Cron Recrawl Trigger

Overview

The cron recrawl endpoint triggers automatic recrawls of all sites that are due for updates. This is an internal endpoint designed to be called by scheduled tasks (AWS Lambda, GitHub Actions, cron jobs, etc.) to maintain up-to-date llms.txt files for enrolled sites.
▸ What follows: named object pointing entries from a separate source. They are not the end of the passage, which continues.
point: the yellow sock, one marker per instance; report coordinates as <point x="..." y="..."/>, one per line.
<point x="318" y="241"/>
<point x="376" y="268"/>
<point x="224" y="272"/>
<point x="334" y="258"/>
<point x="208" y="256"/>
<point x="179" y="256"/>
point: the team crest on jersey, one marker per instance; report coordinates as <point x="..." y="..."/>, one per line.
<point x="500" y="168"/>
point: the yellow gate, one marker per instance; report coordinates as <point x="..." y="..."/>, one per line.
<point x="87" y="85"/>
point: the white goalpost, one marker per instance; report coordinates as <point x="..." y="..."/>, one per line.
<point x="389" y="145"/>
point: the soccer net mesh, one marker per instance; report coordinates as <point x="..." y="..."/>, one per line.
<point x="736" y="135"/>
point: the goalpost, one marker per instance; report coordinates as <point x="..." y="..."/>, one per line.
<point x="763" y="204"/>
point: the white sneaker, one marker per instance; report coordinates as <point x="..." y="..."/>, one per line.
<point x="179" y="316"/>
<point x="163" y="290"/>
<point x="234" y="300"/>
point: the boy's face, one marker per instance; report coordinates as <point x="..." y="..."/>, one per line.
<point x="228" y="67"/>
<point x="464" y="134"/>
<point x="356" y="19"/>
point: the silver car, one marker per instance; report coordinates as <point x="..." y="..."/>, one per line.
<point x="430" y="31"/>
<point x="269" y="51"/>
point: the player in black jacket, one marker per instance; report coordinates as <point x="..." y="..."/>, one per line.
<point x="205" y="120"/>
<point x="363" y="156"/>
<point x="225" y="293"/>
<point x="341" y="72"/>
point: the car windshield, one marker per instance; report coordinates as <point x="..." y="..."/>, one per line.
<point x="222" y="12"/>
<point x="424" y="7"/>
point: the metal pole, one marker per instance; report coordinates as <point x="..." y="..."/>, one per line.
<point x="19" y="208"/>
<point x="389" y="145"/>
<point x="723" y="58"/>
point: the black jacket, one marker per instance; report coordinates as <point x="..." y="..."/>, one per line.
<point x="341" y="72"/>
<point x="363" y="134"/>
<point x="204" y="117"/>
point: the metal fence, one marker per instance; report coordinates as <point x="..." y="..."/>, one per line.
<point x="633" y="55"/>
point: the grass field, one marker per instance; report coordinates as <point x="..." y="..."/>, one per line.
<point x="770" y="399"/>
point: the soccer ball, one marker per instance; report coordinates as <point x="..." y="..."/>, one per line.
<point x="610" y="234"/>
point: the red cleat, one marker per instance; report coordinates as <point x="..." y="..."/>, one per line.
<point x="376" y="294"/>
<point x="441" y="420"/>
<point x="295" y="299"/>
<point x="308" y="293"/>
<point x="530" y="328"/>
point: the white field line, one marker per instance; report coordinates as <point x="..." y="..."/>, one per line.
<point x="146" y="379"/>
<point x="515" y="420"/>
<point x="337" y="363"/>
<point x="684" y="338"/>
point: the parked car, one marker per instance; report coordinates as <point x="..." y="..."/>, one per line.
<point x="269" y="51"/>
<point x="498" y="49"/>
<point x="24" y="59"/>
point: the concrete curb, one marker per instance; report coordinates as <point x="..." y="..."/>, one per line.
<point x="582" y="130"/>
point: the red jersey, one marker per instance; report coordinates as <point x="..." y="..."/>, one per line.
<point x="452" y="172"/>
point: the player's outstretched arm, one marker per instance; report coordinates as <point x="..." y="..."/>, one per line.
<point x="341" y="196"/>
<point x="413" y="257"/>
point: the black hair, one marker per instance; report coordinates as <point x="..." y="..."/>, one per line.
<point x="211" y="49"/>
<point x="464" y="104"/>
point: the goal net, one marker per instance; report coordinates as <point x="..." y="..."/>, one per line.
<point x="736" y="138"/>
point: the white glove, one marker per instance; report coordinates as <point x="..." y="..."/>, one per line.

This endpoint runs recrawls in the background and returns immediately. It does not wait for crawls to complete.

Endpoint

POST /internal/cron/recrawl

Authentication

This endpoint requires authentication via the X-Cron-Secret header:

X-Cron-Secret

string

required

Secret token configured in the backend’s CRON_SECRET environment variable. This prevents unauthorized triggering of recrawls.

Request

No request body is required. Authentication is handled entirely through the header.

Example Request

curl -X POST https://api.example.com/internal/cron/recrawl \
  -H "X-Cron-Secret: your-cron-secret-here"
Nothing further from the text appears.